When Paramount decided to re-make their unreleased silent, "The Canary Murder Case" (1928-29) as a talkie, they faced two problems. The first was that the title star, Louise Brooks, had accepted an offer to work in Germany and refused to return. The second was that director Mal St Clair had no knowledge of sound technique. And perhaps it's true too that he supported Miss Brooks' stand. She and Paramount had parted on bad terms because the studio refused to honor her contract. In any event, Frank Tuttle was engaged to direct the talkie. In order to get around the Brooks problem, the studio wheeled in a double, Margaret Livingston. Not only did Miss Livingston dub the Canary's voice (in an atrocious Brooklyn accent yet!) but also substituted visually in back-to-the-camera long shots. So what we have is a movie in which all the Brooks close-ups (in fact all the shots which show her face), plus at least one short clip in a hotel corridor and maybe the long shot of the dancing chorus in the theater (and perhaps the location snip of the speeding car), were directed by Mal St Clair, whereas the rest of the action was directed by Frank Tuttle. A major headache for the editor indeed, and he is to be commended for a sterling job of work under extremely difficult circumstances. The pace is odd, the cutting arrhythmical and even jarringly abrupt at times, but at least the narrative still makes sense.

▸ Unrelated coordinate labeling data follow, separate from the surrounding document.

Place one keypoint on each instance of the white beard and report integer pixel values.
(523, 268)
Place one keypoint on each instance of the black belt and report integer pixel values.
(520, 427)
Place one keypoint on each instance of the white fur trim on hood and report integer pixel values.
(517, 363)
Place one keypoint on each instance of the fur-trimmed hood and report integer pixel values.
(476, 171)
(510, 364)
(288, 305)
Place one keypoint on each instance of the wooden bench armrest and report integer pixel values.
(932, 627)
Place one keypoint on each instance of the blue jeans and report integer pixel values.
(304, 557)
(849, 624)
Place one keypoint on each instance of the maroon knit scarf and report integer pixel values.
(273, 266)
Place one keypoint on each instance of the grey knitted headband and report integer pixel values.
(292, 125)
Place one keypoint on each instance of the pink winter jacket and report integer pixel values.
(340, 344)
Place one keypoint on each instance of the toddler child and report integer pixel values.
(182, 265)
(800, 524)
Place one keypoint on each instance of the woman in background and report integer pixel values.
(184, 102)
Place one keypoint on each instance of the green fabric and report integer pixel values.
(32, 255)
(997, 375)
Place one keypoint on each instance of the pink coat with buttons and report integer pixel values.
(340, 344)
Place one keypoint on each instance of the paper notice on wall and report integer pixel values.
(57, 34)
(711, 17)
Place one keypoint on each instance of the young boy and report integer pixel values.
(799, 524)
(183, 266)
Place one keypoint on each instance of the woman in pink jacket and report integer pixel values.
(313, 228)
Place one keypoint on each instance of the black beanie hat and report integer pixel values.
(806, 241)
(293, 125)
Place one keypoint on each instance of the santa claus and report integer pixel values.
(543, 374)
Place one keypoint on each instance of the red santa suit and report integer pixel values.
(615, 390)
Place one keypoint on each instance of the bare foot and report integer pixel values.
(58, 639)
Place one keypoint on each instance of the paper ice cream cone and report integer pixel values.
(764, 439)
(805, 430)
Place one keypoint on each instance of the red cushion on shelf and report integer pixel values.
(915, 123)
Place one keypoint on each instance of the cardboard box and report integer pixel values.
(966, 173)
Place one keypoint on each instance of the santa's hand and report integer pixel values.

Presented here is the visually striking Window Card.

whatever became of?

Ever seen this part of the now classic Three Stooges short THREE LITTLE PIGSKINS (1934)? Bet ya haven't. Why? we'll, although filmed, it never made it into the final release version of the short!!! Most likely now residing in some landfill, at least we have this delightful still to view. Fun Fact: A very young and cute as heck Lucille Ball was featured in the same film.